The UK Group and its tax risks
Oversight is provided by the CSI Tax Team, ensuring the tax strategy is implemented consistently across the Company. Consultation and approval by the board of the UK Group (“UK Board”) for all acquisitions and significant tax planning offers a robust monitoring of its implementation.
The UK Group does not adopt any tax planning arrangements which result in tax avoidance. The UK Group always looks to submit all UK tax returns on a timely basis, pay the appropriate tax when it is due and ensure appropriate documentation underlying the tax transactions is in place.
The UK Group’s relationship with HMRC
The UK Group respects the position of the tax authorities in the collection of tax revenue and will seek to engage and collaborate with the HMRC to ensure it pays the correct amount of tax.

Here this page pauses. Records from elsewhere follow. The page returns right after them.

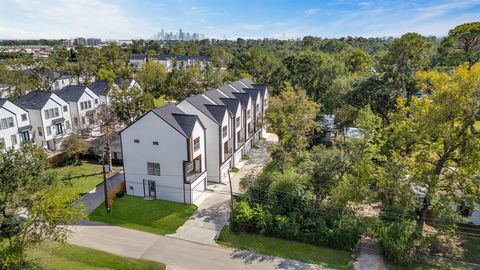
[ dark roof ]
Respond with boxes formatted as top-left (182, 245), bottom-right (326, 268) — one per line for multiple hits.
top-left (186, 94), bottom-right (226, 124)
top-left (14, 90), bottom-right (53, 110)
top-left (56, 85), bottom-right (87, 102)
top-left (152, 103), bottom-right (198, 138)
top-left (130, 54), bottom-right (147, 60)
top-left (88, 80), bottom-right (109, 96)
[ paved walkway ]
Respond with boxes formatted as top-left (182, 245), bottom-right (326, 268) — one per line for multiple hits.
top-left (354, 238), bottom-right (387, 270)
top-left (81, 171), bottom-right (123, 215)
top-left (167, 134), bottom-right (278, 246)
top-left (68, 222), bottom-right (328, 270)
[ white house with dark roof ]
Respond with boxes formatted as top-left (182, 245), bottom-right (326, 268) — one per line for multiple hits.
top-left (120, 104), bottom-right (207, 203)
top-left (177, 94), bottom-right (234, 182)
top-left (0, 99), bottom-right (32, 149)
top-left (56, 85), bottom-right (100, 130)
top-left (14, 90), bottom-right (72, 151)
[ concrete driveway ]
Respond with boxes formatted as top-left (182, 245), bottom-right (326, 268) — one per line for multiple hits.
top-left (167, 134), bottom-right (278, 246)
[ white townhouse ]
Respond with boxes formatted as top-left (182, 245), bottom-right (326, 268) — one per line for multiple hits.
top-left (205, 89), bottom-right (246, 167)
top-left (177, 94), bottom-right (234, 182)
top-left (14, 90), bottom-right (72, 151)
top-left (88, 78), bottom-right (141, 104)
top-left (56, 85), bottom-right (100, 130)
top-left (0, 99), bottom-right (32, 149)
top-left (120, 104), bottom-right (207, 203)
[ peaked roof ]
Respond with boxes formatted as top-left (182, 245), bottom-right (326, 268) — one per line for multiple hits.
top-left (56, 85), bottom-right (91, 102)
top-left (152, 103), bottom-right (199, 138)
top-left (14, 90), bottom-right (53, 110)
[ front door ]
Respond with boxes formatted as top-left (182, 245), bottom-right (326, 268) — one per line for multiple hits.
top-left (148, 180), bottom-right (157, 197)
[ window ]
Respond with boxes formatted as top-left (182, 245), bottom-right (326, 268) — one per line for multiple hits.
top-left (222, 126), bottom-right (228, 138)
top-left (43, 108), bottom-right (60, 119)
top-left (11, 134), bottom-right (17, 146)
top-left (147, 162), bottom-right (160, 175)
top-left (0, 117), bottom-right (14, 129)
top-left (193, 137), bottom-right (200, 151)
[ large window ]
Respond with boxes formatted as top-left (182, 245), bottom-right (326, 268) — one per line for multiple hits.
top-left (0, 117), bottom-right (14, 129)
top-left (43, 108), bottom-right (60, 119)
top-left (222, 126), bottom-right (228, 138)
top-left (80, 100), bottom-right (92, 111)
top-left (193, 137), bottom-right (200, 151)
top-left (147, 162), bottom-right (160, 175)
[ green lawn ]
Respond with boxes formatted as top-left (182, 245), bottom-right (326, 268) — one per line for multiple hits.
top-left (51, 161), bottom-right (112, 195)
top-left (218, 226), bottom-right (352, 269)
top-left (27, 242), bottom-right (165, 270)
top-left (89, 196), bottom-right (197, 235)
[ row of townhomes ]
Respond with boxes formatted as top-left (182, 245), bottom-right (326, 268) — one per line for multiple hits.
top-left (0, 78), bottom-right (138, 152)
top-left (120, 80), bottom-right (268, 203)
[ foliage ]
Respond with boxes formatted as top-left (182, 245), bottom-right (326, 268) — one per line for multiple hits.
top-left (0, 144), bottom-right (83, 268)
top-left (62, 134), bottom-right (90, 165)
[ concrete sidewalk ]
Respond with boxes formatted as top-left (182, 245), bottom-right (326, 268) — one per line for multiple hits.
top-left (168, 134), bottom-right (278, 246)
top-left (68, 222), bottom-right (328, 270)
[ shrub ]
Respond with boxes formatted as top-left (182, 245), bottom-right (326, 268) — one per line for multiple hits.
top-left (377, 220), bottom-right (418, 264)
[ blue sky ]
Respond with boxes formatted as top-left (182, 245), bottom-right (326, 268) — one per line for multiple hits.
top-left (0, 0), bottom-right (480, 39)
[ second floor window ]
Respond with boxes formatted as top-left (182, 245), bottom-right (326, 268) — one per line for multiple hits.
top-left (222, 126), bottom-right (228, 138)
top-left (193, 137), bottom-right (200, 151)
top-left (43, 108), bottom-right (60, 119)
top-left (0, 117), bottom-right (14, 129)
top-left (147, 162), bottom-right (160, 175)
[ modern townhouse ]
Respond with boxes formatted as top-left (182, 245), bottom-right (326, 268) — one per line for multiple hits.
top-left (205, 89), bottom-right (246, 167)
top-left (177, 94), bottom-right (233, 182)
top-left (56, 85), bottom-right (100, 130)
top-left (0, 99), bottom-right (32, 149)
top-left (120, 104), bottom-right (208, 203)
top-left (14, 90), bottom-right (72, 151)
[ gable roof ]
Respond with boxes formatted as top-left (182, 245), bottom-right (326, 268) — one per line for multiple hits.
top-left (14, 90), bottom-right (53, 110)
top-left (152, 103), bottom-right (199, 138)
top-left (56, 85), bottom-right (91, 102)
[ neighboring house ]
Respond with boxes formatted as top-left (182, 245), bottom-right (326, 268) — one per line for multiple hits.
top-left (0, 99), bottom-right (32, 149)
top-left (128, 54), bottom-right (147, 71)
top-left (177, 94), bottom-right (233, 182)
top-left (120, 104), bottom-right (207, 203)
top-left (56, 85), bottom-right (100, 130)
top-left (14, 90), bottom-right (72, 151)
top-left (88, 78), bottom-right (141, 104)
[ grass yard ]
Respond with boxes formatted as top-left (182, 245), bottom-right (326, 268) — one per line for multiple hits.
top-left (89, 196), bottom-right (197, 235)
top-left (27, 242), bottom-right (165, 270)
top-left (51, 161), bottom-right (113, 195)
top-left (218, 226), bottom-right (353, 269)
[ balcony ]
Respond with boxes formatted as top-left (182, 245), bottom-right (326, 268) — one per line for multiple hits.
top-left (223, 138), bottom-right (233, 161)
top-left (183, 159), bottom-right (202, 183)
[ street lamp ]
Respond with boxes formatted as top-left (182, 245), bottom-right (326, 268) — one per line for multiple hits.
top-left (102, 163), bottom-right (110, 212)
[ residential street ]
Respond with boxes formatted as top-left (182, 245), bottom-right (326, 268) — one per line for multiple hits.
top-left (68, 222), bottom-right (328, 270)
top-left (168, 133), bottom-right (278, 246)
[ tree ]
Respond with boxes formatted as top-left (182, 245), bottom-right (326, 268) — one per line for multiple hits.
top-left (62, 134), bottom-right (90, 165)
top-left (95, 104), bottom-right (120, 168)
top-left (448, 22), bottom-right (480, 67)
top-left (136, 61), bottom-right (167, 97)
top-left (0, 143), bottom-right (85, 268)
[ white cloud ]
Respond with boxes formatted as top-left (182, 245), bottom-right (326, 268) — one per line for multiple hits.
top-left (0, 0), bottom-right (147, 38)
top-left (303, 8), bottom-right (320, 16)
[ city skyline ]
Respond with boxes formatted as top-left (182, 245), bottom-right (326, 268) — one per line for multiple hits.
top-left (0, 0), bottom-right (480, 39)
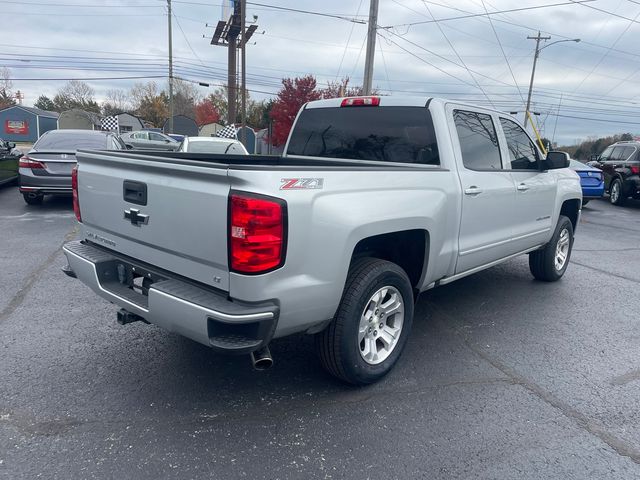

The UK Group operates a policy of full disclosure in its dealings with HMRC. As part of this, the UK Group operates in an open, honest and transparent manner. Whilst the UK Group does not have a dedicated customer relationship manager at HMRC with whom they can engage, as far as possible proactive dialogue is sought. In particular, where possible advanced clearances are obtained in order to avoid unnecessary dispute, minimise tax risk and drive commercial efficiency.
As the UK Group grows, consideration is given to new tax risks arising and appropriate controls to mitigate these risks, which are discussed frequently with the UK Board as well as the relevant operating group managers.